What is an oxygen Dissociation curve?

A

This shows how saturated (how full) the haemoglobin is with oxygen at any given partial pressure.

47
Q

Describe the shape of an oxygen dissociation curve and explain why.

A

It is an S- shape.

Where pO2 is high (lungs), haemoglobin has a high affinity for oxygen, so it has a high saturation of oxygen.

where pO2 is low (respiring tissues), haemoglobin has a low affinity for oxygen, so it has a low saturation of oxygen.

48
Q

How does the saturation of haemoglobin affect its affinity for oxygen?

A

When haemoglobin combines with the first oxygen molecule, its shape alters in a way that makes it easier for other molecules to join too.

As the haemoglobin starts to become saturated, it gets harder for more oxygen molecules to join.

As a result, the curve has a steep bit in the middle where it’s really easy for oxygen molecules to join, and shallow bits at each end where its harder.

When the curve is steep, a small change in pO2 causes a big change in the amount of oxygen carried by haemoglobin.

49
Q

What are the two types of haemoglobin?

A

1) Fetal haemoglobin - found in foetuses.

2) Adult haemoglobin - found in humans after birth.

50
Q

Explain Fetal haemoglobin affinity.

A

Fetal haemoglobin has a higher affinity for oxygen compared to adult haemoglobin.

This means that it binds more strongly, holding on to the oxygen as it makes its way around the mother’s body.

It ensures that it is still in the oxyhaemoglobin form by the time It gets past the placenta to reach the foetus.
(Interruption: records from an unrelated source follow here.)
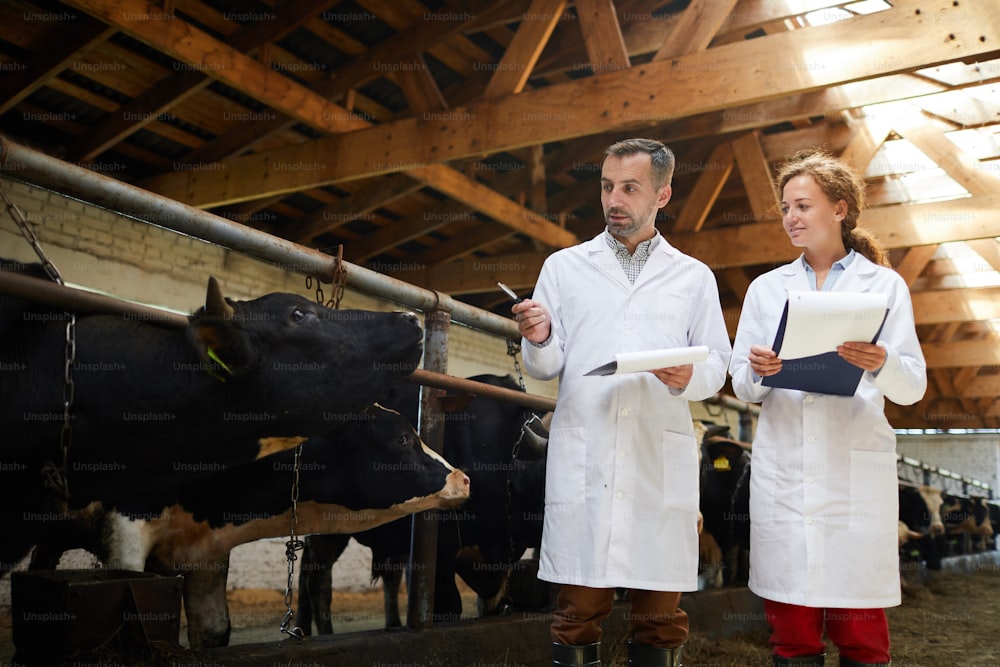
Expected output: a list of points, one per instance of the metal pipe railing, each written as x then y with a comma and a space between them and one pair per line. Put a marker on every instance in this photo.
36, 168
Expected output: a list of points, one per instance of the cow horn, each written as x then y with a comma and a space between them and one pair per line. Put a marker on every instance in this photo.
215, 303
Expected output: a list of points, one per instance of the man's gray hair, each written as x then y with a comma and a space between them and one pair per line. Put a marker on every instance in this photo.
661, 157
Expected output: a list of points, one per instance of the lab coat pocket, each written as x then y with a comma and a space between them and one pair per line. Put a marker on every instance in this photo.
680, 471
874, 501
566, 468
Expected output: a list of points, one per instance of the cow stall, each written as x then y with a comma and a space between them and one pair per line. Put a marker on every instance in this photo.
439, 308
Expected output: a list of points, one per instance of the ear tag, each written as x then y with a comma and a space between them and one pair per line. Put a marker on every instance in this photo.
721, 464
214, 357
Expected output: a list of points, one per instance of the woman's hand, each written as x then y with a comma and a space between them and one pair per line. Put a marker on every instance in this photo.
868, 356
763, 361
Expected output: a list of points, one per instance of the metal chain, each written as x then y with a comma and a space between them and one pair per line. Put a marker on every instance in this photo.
293, 545
54, 475
339, 284
513, 349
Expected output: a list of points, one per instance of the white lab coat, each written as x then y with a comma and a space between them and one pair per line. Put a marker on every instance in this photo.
621, 488
823, 492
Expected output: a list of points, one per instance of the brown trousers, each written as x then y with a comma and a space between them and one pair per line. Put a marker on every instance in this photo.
654, 618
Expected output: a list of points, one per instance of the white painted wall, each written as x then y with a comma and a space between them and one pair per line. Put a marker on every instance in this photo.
976, 456
104, 251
If fetal haemoglobin had the same affinity for oxygen as adult haemoglobin its blood wouldn’t be saturated enough. On a dissociation curve, fetal haemoglobin lies slightly to the left.
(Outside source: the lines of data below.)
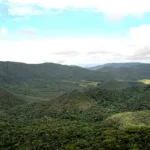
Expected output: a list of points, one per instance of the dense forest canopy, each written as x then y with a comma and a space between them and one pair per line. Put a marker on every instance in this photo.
58, 107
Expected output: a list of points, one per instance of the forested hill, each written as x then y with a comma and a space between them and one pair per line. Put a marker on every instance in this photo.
16, 72
12, 72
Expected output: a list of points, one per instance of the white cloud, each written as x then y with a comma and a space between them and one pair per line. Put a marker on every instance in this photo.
3, 31
84, 50
112, 8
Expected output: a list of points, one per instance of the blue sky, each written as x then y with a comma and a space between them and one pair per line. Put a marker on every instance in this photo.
75, 32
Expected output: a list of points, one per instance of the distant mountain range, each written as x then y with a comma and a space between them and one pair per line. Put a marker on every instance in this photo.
116, 65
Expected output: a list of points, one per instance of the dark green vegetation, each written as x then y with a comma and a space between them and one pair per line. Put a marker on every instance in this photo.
55, 107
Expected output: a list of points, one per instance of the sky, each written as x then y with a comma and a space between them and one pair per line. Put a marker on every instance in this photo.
75, 32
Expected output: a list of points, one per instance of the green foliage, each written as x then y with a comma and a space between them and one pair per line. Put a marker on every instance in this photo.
47, 107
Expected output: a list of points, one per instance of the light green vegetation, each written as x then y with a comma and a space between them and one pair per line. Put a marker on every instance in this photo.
145, 81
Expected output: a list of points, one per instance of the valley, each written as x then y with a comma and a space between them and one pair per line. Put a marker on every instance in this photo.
59, 107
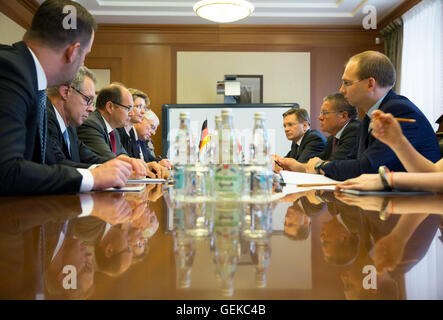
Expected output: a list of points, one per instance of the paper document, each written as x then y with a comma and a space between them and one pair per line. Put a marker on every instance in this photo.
299, 178
146, 181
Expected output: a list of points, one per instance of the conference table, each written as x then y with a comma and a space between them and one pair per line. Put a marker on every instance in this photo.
312, 244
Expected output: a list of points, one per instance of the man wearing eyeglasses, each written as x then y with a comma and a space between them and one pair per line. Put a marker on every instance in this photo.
128, 134
367, 84
113, 109
338, 118
68, 107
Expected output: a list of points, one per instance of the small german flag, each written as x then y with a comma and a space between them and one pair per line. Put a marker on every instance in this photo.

At low pO2 in the placenta, fetal haemoglobin has a high affinity for oxygen, so oxygen loads.

51
Q

What is the Bohr effect?

A

The shift in the oxygen dissociation curve caused by changes in the concentration of carbon dioxide or the pH of the environment is called the Bohr effect.

When cells respire they produce CO2, which raises the partial pressure of CO2 (pCO2),

This increases the rate of oxygen unloading- the dissociation curve ‘shifts’ right (still same shape).

The saturation of blood with oxygen is lower for a given pO2, meaning that more oxygen is being released.

52
Q

What is the reason for the Bohr Effect?

A

More CO2 =More H+ ions= More acidic
Less CO2 =Less H+ ions+ Less acidic

The concentration of CO2 in the blood influences the pH of the blood.

This is because in our blood CO2 reacts with water to form H+ ions and the concentration of these ions determines the blood pH and therefore the acidity.

As the bloods pH increases (more alkaline), the shape of the haemoglobin changes, and it is easier for oxygen to associate.

53
Q

What is the Bohr effect beneficial for and why?

A

It is beneficial for exercise. Respiring muscle cells release CO2, which decreases the pH of the blood near the tissues. This causes oxyhaemoglobin to change shape, allowing oxygen to dissociate/unbind more readily

54
Q

Explain the reaction that takes in the blood with CO2.

A

In red blood cells, CO2 reacts with water to form carbonic acid- catalysed by the enzyme carbonic anhydrase.

CO2 + H2O —> H2CO3

Carbonic acid splits up into 2 ions - Hydrogen carbonate ions and H+ ions.

H2CO3 —> H+ + HCO3-

This increase in H+ ions (more acidic) causes oxyhaemoglobin to unload its oxygen so that haemoglobin can take up the H+ ions.

This forms a compound called haemoglobinic acid- This process also stops the H+ ions from increasing the cells acidity.
The HCO3- ions diffuse out of the red blood cells and are transported in the blood plasma.

55
Q

What is the Chloride shift?

A

When carbonic acid dissociates to H+ and HCO3- ions, the HCO£- ions diffuse out of the red blood cells, transported back to the lungs in the blood plasma.

This then results in the blood plasma being too negatively charged. So Cl- from the blood plasma diffuses out of the blood plasma and into the red blood cells.

When the blood reaches the lungs, the reversed reaction takes place. HCO3- diffuses out of the blood plasma into the red blood cells and the Cl- diffuses into the blood plasma.

The hydrogen ion (that remained in the blood) recombines with the hydrogen carbonate ion to form carbonic acid which splits back into carbon dioxide and water.

The carbon dioxide diffuses into the alveoli and is breathed out.